2. Company Voluntary Arrangements. The last 12 months has seen a string of casual dining chains flagging financial strain, site closures and/or slowing expansion – often through company voluntary arrangements (CVA)s. This protection enables struggling operators to compromise with creditors which typically means agreeing lower rents from landlords rather than closing units. CVAs are understandably controversial given the uneven playing field it leaves which arguably affects strategic behaviour, sustaining discounting and slowing the exit rate of excess supply. These closures (c400) may garner lots of press coverage but only actually represent about 2% of the total restaurant market, although there will be smaller operators that we are unable to track. Recent sector trading has remained tough and we would be surprised if there wasn’t still a significant number of sites across the sector with questionable viability.

3. Tenant/landlord power shift. The prevalence of CVAs has helped highlight secular trends like declining footfall in shopping centres and high streets and differences in the tax burden between bricks and mortar and online operators. In this context the traditional tenant/landlord model of inflexible, upward only long-term leases seems ripe for change at a time when IFRS 16 is making the liabilities for tenants much more visible to stakeholders. The publicity around CVAs may well be the catalyst for shifting the balance of power from landlords to tenants given an increasing acceptance by banks and investors to realign landlord returns. Over time lower rents will also feed into lower business rates. The emergence of virtual restaurants and dark kitchens in low rent locations also aligns with this trend.
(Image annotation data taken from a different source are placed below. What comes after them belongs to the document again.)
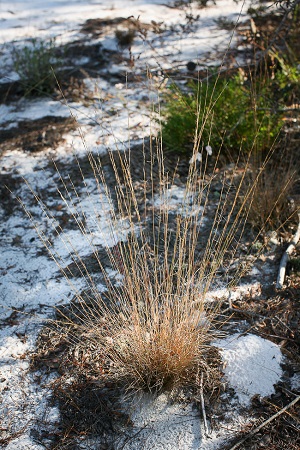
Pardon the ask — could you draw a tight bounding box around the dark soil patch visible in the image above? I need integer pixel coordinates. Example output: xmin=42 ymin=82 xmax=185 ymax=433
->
xmin=0 ymin=173 xmax=23 ymax=216
xmin=0 ymin=116 xmax=76 ymax=153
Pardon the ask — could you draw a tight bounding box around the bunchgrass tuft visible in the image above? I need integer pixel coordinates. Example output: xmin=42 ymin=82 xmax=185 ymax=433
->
xmin=20 ymin=125 xmax=274 ymax=393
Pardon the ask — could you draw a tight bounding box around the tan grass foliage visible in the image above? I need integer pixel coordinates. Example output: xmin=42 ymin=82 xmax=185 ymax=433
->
xmin=19 ymin=67 xmax=298 ymax=398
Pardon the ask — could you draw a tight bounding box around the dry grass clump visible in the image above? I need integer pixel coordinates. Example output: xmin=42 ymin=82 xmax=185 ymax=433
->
xmin=22 ymin=130 xmax=254 ymax=398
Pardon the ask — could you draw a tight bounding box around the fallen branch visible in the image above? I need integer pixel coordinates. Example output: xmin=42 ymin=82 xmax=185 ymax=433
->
xmin=229 ymin=395 xmax=300 ymax=450
xmin=276 ymin=213 xmax=300 ymax=289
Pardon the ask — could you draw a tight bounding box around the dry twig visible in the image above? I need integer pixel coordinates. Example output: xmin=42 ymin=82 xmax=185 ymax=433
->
xmin=229 ymin=395 xmax=300 ymax=450
xmin=276 ymin=213 xmax=300 ymax=289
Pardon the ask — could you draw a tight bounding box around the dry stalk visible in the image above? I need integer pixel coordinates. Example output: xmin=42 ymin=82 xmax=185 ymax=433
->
xmin=229 ymin=395 xmax=300 ymax=450
xmin=276 ymin=213 xmax=300 ymax=289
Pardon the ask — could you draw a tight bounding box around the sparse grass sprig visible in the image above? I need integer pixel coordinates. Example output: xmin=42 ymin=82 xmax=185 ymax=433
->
xmin=12 ymin=39 xmax=59 ymax=96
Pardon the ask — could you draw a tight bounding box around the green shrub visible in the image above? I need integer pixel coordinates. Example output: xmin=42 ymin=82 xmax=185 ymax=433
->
xmin=162 ymin=69 xmax=282 ymax=153
xmin=12 ymin=39 xmax=58 ymax=95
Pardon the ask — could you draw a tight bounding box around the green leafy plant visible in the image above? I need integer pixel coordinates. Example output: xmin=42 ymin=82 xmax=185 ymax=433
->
xmin=12 ymin=39 xmax=59 ymax=96
xmin=162 ymin=72 xmax=282 ymax=154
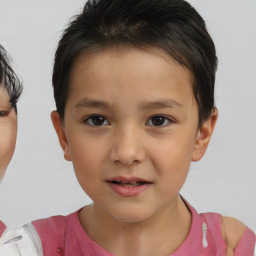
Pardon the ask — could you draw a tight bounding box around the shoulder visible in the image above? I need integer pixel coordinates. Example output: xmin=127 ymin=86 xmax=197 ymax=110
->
xmin=0 ymin=224 xmax=43 ymax=256
xmin=221 ymin=216 xmax=246 ymax=251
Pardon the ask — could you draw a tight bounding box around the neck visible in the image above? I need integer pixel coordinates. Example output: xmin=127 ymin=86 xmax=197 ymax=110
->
xmin=79 ymin=197 xmax=191 ymax=256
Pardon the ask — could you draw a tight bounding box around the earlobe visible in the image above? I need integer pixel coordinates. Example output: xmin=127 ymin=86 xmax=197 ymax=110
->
xmin=191 ymin=108 xmax=218 ymax=161
xmin=51 ymin=111 xmax=71 ymax=161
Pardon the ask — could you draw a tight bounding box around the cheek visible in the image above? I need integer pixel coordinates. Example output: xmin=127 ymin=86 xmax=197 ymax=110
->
xmin=69 ymin=136 xmax=105 ymax=189
xmin=0 ymin=125 xmax=17 ymax=177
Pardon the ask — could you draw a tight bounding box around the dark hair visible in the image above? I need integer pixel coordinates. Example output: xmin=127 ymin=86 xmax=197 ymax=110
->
xmin=52 ymin=0 xmax=217 ymax=126
xmin=0 ymin=45 xmax=23 ymax=112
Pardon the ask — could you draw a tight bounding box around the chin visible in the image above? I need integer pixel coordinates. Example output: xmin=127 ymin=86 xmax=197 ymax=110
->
xmin=107 ymin=207 xmax=151 ymax=223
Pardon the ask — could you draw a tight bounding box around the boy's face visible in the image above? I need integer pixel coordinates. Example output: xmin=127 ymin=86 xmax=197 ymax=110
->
xmin=0 ymin=87 xmax=17 ymax=181
xmin=52 ymin=49 xmax=215 ymax=222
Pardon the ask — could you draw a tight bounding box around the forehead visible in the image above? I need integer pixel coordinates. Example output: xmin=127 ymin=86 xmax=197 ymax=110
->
xmin=69 ymin=47 xmax=193 ymax=95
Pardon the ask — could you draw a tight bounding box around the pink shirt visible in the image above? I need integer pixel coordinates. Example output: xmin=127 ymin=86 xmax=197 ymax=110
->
xmin=32 ymin=205 xmax=255 ymax=256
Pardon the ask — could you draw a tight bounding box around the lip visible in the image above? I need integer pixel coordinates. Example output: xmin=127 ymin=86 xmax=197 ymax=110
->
xmin=106 ymin=176 xmax=153 ymax=197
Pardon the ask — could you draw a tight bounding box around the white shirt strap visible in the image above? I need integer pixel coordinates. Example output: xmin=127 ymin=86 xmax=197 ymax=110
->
xmin=0 ymin=223 xmax=43 ymax=256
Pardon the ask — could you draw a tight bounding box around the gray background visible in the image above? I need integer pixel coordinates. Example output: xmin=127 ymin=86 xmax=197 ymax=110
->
xmin=0 ymin=0 xmax=256 ymax=231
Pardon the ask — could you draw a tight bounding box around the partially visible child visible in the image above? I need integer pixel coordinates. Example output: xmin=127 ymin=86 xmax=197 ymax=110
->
xmin=0 ymin=45 xmax=22 ymax=234
xmin=2 ymin=0 xmax=255 ymax=256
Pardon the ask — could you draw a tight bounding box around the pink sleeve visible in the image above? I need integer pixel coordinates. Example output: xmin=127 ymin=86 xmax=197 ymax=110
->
xmin=0 ymin=220 xmax=6 ymax=237
xmin=32 ymin=216 xmax=66 ymax=256
xmin=234 ymin=228 xmax=256 ymax=256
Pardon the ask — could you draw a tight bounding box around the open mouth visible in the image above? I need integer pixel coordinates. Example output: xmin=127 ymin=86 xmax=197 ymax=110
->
xmin=106 ymin=177 xmax=153 ymax=197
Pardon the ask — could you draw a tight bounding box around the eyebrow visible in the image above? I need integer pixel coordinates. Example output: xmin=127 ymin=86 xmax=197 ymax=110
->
xmin=140 ymin=99 xmax=184 ymax=109
xmin=75 ymin=98 xmax=110 ymax=108
xmin=75 ymin=98 xmax=184 ymax=110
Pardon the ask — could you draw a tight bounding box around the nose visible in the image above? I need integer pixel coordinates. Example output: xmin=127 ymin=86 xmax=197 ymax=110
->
xmin=110 ymin=129 xmax=146 ymax=166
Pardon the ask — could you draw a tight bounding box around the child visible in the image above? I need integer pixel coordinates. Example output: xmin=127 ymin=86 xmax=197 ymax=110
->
xmin=0 ymin=45 xmax=22 ymax=234
xmin=2 ymin=0 xmax=255 ymax=256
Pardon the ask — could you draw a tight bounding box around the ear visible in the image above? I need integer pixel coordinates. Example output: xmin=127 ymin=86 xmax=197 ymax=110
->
xmin=191 ymin=108 xmax=218 ymax=161
xmin=51 ymin=111 xmax=71 ymax=161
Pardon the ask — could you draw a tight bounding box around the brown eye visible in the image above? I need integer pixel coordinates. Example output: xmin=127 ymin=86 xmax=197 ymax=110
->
xmin=84 ymin=115 xmax=109 ymax=126
xmin=0 ymin=111 xmax=9 ymax=117
xmin=147 ymin=116 xmax=171 ymax=126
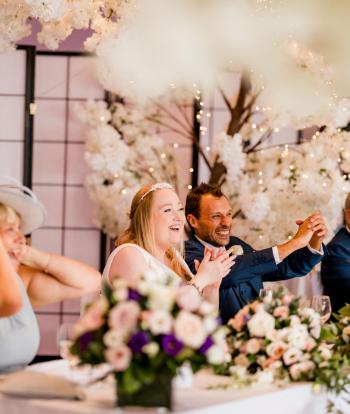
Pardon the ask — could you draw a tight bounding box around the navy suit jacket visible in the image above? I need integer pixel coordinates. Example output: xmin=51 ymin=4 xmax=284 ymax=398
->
xmin=185 ymin=235 xmax=326 ymax=323
xmin=321 ymin=227 xmax=350 ymax=311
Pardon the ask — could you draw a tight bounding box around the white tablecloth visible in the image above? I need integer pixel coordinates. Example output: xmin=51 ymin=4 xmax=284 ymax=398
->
xmin=0 ymin=361 xmax=326 ymax=414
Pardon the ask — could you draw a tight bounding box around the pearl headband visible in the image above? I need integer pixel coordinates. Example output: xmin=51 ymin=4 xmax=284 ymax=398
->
xmin=139 ymin=183 xmax=175 ymax=203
4. Promotional activity remains elevated with persistent menu discounting across many branded restaurant operators. Promotions have become entrenched in customer expectations so the road back to full price could be a long one. Margin pressure and high operational gearing might be expected to put off new entrants, but often this does not seem to be the case.

 

Balance Sheet Flex to Drive Growth

Our demand and supply-side analysis above points to a low organic sales growth environment which, combined with cost headwinds, translates to a low/no organic profit growth environment. The exception is SSP where mid-single digit sales growth and steady margin expansion translates into double-digit EPS growth. For the rest of our coverage profit growth, and shareholder value, will be driven more by companies’ ability to flex balance sheets. This ranges from bolt-on corporate activity (Fuller’s, Young’s, SSP) to full on M&A (TRG), special dividends (Fuller’s, SSP), share buybacks (JDW no longer?) and capital structure optimisation (Greene King, Marston’s, Mitchells & Butlers). We run through the key financial drivers that underpin those prospects.